Identifies a characteristic energy scale $\\Lambda$ for spin coupling.

Shows the low-energy spectrum remains gapless with two modes of different velocities.

Finds the energy scale is insensitive to strong magnetic fields.

Abstract

Motivated by the experimental realizations of nearly one-dimensional spin-1/2 Heisenberg model found in chain cuprates SrCuO$_2$ and Sr$_2$CuO$_3$, which remain in a quantum-critical Luttinger liquid state down to temperatures that are much lower than in-chain exchange coupling, we consider the perturbation to this state caused by interactions with nuclear spins on the same sites. We study the low-energy sector of the Heisenberg Necklace model and estimate the effect of the coupling between the nuclear and the electronic spins on the overall spins dynamics and its dependence on the magnetic field. We find that the Necklace model has a characteristic energy scale, $\Lambda \sim J^{1/3}(\gamma I)^{2/3}$, at which the coupling between spins of the necklace and the spins of the Heisenberg chain becomes strong.
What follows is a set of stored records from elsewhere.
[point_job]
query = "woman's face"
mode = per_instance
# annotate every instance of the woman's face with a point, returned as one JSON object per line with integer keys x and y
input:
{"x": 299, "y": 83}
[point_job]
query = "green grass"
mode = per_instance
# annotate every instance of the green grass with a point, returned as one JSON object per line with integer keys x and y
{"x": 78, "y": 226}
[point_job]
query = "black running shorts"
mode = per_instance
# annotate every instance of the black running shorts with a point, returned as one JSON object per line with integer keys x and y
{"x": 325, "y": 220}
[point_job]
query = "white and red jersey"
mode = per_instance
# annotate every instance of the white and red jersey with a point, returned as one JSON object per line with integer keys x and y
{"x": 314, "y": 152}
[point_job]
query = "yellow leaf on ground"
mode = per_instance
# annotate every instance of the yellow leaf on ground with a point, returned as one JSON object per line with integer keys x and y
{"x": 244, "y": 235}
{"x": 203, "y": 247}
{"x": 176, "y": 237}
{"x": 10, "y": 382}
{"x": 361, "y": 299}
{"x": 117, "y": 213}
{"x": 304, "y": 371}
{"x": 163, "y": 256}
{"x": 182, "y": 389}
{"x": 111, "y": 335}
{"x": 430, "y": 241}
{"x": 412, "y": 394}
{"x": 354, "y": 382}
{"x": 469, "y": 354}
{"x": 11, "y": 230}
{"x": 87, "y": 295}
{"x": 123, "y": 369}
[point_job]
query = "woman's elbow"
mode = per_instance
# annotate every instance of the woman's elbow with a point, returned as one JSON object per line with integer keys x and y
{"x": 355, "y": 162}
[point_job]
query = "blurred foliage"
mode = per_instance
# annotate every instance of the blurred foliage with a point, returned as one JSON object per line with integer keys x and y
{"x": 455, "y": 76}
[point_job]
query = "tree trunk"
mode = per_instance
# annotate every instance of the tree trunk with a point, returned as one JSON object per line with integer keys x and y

In the strong magnetic field $\mu_B B > \Lambda$ the low energy spectrum is gapless, but two gapless bosonic modes have different velocities whose ratio at strong fields approaches a universal number, $\sqrt 2 +1$. In the case of Sr$_2$CuO$_3$ the energy scale $\Lambda $ is sizable and comparable to the Neel ordering temperature induced by the inter-chain coupling, and thus could noticeably modify the low temperature magnon dynamics. We further find that the above energy scale is insensitive to strong magnetic field, $\mu_B B \gg \Lambda \sim J^{1/3}(\gamma I)^{2/3}$, and therefore the interaction with nuclear spins cannot lead to unusually strong magnetic field dependence of the magnon spectrum observed by ESR in Sr$_2$CuO$_3$, which has been attributed to the magnon interaction with the Higgs mode.